The lines between the teams are slowly blurring and participants start yelling at each other for advice from other teams in case of last-minute problems. Controller issues, hit detection not working, pieces of programs disappearing.
As all these problems arise, everyone in the room tries to come together to help each other. For an hour, the whole room is a shared community working together on a single project, instead of five teams working alone.
“What I liked least was the last few hours, realizing that we might not be able to get everything we wanted,” Geyer said.
At 6 p.m. Sunday, the team submitted their play, although neither member really wanted it.
In 48 hours, getting rid of every bug was nearly impossible. Sometimes characters would fall through the ground or animations would not work properly.
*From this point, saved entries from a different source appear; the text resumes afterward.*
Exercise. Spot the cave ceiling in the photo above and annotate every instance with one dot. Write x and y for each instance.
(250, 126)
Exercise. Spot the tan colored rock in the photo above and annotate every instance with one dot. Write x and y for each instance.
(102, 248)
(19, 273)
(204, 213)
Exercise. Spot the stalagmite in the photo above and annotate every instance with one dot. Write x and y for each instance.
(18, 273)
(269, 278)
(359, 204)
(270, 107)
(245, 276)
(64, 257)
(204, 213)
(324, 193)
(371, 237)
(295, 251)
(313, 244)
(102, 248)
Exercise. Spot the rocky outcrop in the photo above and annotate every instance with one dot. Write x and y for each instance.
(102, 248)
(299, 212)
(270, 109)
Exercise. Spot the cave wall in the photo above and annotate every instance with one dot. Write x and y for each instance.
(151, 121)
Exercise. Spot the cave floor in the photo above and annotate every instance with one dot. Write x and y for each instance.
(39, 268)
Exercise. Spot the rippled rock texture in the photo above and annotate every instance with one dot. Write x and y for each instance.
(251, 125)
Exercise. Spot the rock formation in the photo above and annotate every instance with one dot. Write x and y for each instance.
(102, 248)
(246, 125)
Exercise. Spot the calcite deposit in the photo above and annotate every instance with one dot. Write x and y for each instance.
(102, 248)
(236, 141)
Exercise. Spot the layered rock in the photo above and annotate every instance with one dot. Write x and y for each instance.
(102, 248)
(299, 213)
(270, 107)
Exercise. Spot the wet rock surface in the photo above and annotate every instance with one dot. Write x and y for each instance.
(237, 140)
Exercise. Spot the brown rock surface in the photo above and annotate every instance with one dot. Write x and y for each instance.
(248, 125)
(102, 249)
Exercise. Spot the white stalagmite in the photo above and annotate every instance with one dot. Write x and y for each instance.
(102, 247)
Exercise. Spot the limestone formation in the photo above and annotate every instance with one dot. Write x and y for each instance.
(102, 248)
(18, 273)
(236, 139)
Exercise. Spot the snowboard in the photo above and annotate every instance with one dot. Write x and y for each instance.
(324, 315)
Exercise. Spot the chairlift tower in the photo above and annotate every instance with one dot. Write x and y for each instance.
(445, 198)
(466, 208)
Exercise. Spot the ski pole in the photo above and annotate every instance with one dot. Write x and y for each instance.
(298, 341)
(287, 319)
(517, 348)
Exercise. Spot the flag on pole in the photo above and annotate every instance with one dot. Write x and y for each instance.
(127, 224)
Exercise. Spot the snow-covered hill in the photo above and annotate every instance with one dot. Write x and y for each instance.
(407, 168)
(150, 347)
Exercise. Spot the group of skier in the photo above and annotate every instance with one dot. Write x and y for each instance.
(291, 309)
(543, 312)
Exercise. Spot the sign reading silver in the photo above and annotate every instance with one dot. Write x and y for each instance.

“Of course, I’m proud of what we’ve done. But I wish there were more,” Probst said.
Although the event has ended, Singularity’s development is not yet complete.
The team has reached an agreement to go to weekly RunJumpDev meetings together and plan to work on Singularity over time, to be a truly finished game at a later date.
And while Singularity may not become a hit game on an official platform like Steam or Xbox, it will certainly unite these four for a long time.